Even if it does "take two to tango", it does not sound like a good mix for your recovery right now. Not his fault, not your fault, just maybe not what you need right now. Maybe the love is just not enough to carry you right now. Maybe when you are stronger you will be able to handle his "problems" better.
I know there is no right answer and that it is so hard when you love someone and it is not working.
take care,
-D


----------



## koala49 (Jul 21, 2009)

Depression is a very real and very sad issue, but gold star to you for going for help. Your husband obviously has anger issues and these issues I would imagine are not to do with you. Its about time he took a leaf from your book and sought help for his own problems. Its not right that while you are doing everything to help yourself with your problems he sits back and not only doesnt try to help himself he also hinders your healing by being abusive to you.
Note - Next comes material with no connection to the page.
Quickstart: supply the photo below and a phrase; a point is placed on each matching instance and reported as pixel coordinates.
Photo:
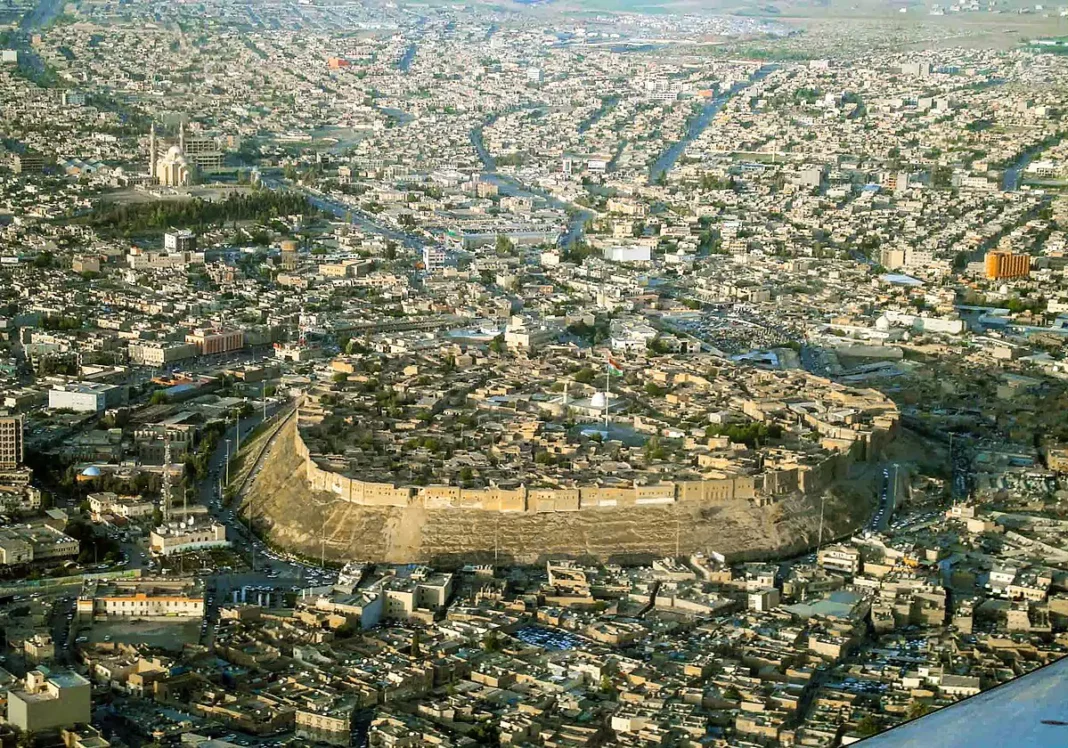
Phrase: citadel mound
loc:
(453, 460)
Honestly I feel that if you are going to conquer your depression you need to do it away from him, once you are healed maybe then you can go back to trying to sort through this with him, but I wouldnt even go back unless he is prepared to find help for himself


----------



## Blanca (Jul 25, 2008)

maybe your h would be willing to work on boundaries together? my h and i also had horrible fights in the beginning of our relationship but we have not had any in awhile. i had a counselor point out boundaries to me and after doing a lot of reading on the subject my understanding about what provokes the fights changed drastically. i started working on boundaries on my own because my h wouldnt do them with me, but gradually he started working on them with me and he opened up to me a lot. there's also some books and internet resources out there on codependency which you may find helpful.


----------



## prettyinpink05 (Nov 1, 2008)

I am so sorry that your going through the pain and that your husband is not being your rock.............


But what I have learn in the pass day's that I have been hurting is to...LIVE, LOVE, LAUGH......yes that is the hardest thing in the world to do when your going through something and in sooooo much pain...keep your head up and keep getting professional help and pray.


----------